From the January 16, 1997, Arizona Daily Star and Starnet

Dynamic String Quartet No. 2 deserves more performances

REVIEW

American String Quartet last night at the Tucson Convention Center's Leo Rich Theatre.

By Ken Keuffel Jr.
The Arizona Daily Star

Nearly every string quartet claims an interest in performing new music. That seldom means, however, that new works get played more than once or twice.

As one disgruntled composer recently told me, a string quartet could easily perform 200 concerts, with each one featuring a different masterpiece by a dead composer.

Giampaolo Bracali's String Quartet No. 2, which last night received its Tucson premiere by the American String Quartet, may prove an exception to the aforementioned pattern.

An enthusiastic audience at the Tucson Convention Center's Leo Rich Theatre heard the third American performance of the Bracali, a 1995 six-movement work, in less than year. The work, which is dynamic and densely populated with interesting and well-developed ideas, received a thoughtful, exciting performance; it deserves several more hearings.

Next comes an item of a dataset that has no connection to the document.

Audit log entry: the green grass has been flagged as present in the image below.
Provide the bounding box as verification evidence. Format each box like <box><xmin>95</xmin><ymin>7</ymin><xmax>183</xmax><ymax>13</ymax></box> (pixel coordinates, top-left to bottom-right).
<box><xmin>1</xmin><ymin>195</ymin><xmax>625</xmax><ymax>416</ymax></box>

(Incidentally, Bracali, a Rome native who teaches at New York's Manhattan School of Music, last night became the first composer to hear his work performed at an Arizona Friends of Chamber Music Concert; he offered brief-but-effective introductory remarks before the performance.)

String Quartet No. 2, which was written for the American in memory of one of Bracali's former teachers, begins with an Elegia in which several sustained notes in each part effect an atmospheric blend of eerieness, mystery and melancholy.

The Elegia moves without break into a Preludio; this movement unleashes several accent-flavored tremolo chords. Last night, these chords bowled me over.

In the following humorous Scherzo, the instrumentalists trade neat little snippets of the same brief motif, using both plucking and saltando (i.e., making the bow bounce slightly on the string). Along the way, the first violin bows eerie sirenlike sounds.

In a Rapsodia, the violin and the cello enjoy extended cadenzalike sections that require the boldness and virtuosity heard last night.

While they played, the other parts often interjected a scary barrage of brief outbursts.

A stellar performance of Haydn's beloved Quartet in G Major, Opus 76, No. 1 opened the program. Most memorable here was the second Adagio sostenuto movement; the quartet kept each version of a simple choral-like tune intense and engaging.

Brahms' String Quartet in A minor, Opus 51, No. 2, was the concluding work. Its andante moderato second movement reveled in the understated authority of first violinist Peter Winograd's almost whispering solo. A sparkling rendition of the Gypsy dance-inspired finale brought the work to a rollicking conclusion.